I dream of a road, stretching across an infinite plain. I see figures, moving in the distance, hear the echoes of their voices. Maybe it is the Fade? They say it can look like anything.
I walk the road, for it is impossible not to. And there I meet the figure of blue light, glowing like the midday sky. The figure stands before an old tapestry, its fabric torn, its edges rotting. A silver needle dances along it, as the figure mends the ancient scenes with azure thread that it unspools from its own body.
'Who are you?' I ask every time, though by now I already know the answer.
The figure turns to me. It has no face, and yet I know its gaze when it looks at me. It has no voice, and yet I know its words when they are spoken.
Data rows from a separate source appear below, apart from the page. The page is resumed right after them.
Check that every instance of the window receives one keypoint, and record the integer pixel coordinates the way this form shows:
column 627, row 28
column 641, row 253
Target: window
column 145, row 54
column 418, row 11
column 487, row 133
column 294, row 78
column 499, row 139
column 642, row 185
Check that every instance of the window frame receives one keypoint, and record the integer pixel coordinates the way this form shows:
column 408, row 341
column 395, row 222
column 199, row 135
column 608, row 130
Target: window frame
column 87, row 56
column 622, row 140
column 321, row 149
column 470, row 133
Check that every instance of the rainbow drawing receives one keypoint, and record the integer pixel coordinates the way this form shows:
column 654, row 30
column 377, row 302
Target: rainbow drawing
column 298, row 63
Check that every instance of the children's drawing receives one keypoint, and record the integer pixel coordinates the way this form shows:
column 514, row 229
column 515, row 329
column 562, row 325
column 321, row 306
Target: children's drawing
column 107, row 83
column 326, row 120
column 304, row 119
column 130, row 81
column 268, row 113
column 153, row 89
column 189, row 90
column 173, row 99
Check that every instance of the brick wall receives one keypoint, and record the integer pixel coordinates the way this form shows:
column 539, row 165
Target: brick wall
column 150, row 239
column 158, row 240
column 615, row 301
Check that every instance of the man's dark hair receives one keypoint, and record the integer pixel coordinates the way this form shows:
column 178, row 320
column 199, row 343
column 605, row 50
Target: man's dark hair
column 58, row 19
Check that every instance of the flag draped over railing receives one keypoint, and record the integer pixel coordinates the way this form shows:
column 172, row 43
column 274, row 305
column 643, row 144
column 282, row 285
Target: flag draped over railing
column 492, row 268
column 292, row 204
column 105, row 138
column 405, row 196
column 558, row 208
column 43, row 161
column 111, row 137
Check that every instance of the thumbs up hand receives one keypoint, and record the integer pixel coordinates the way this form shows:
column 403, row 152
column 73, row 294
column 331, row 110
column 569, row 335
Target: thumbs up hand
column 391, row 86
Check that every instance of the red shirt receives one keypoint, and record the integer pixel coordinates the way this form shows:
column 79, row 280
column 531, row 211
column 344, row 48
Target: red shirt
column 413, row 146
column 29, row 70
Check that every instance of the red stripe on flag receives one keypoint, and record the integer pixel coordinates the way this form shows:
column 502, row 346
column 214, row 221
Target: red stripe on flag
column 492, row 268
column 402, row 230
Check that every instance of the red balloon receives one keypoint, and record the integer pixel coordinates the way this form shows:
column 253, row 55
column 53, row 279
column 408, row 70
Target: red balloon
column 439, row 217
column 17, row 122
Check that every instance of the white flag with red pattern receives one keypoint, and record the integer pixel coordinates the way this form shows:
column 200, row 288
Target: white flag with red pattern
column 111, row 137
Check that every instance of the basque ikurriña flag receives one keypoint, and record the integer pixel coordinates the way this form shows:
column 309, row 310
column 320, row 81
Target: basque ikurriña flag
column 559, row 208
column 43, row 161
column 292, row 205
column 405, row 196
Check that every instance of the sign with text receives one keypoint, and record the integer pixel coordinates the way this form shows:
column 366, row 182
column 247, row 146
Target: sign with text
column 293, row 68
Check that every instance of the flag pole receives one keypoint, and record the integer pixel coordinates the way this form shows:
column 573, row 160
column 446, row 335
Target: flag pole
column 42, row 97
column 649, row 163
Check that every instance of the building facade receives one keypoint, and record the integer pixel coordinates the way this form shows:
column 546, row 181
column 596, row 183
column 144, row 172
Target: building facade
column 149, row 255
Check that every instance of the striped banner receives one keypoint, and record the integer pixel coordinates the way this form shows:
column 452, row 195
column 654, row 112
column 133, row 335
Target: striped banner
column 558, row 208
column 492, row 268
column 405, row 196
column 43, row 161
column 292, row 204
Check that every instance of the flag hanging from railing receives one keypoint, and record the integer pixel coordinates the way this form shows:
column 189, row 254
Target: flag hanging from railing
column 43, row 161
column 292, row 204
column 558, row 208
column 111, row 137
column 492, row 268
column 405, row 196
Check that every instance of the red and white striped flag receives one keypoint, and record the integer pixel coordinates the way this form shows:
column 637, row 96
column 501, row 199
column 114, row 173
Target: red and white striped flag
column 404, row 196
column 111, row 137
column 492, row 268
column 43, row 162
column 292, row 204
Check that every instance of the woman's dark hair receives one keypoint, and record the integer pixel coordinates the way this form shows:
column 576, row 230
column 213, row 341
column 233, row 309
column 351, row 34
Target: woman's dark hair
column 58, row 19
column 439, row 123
'I am Victory,' it proudly declares. 'I am the triumphant hero at the break of dawn, the power to rise above and overcome. I am the chance taken, the labour completed, the darkness banished and the evil laid low.'
The tapestry stretches into the distance, once more made whole and strong by the glowing thread.
'Rejoice,' the figure says to me. 'For soon you shall know me.'
The figure is frail and unraveling. Much more azure thread is woven into the tapestry than left within it.
I move on.
I walk the road, and cross the sea, and meet the second figure. Its light is red, like blood and fire. It sits as a child might by the ocean, before a castle of sand. Its arms stretch wide to hug the plaything tightly.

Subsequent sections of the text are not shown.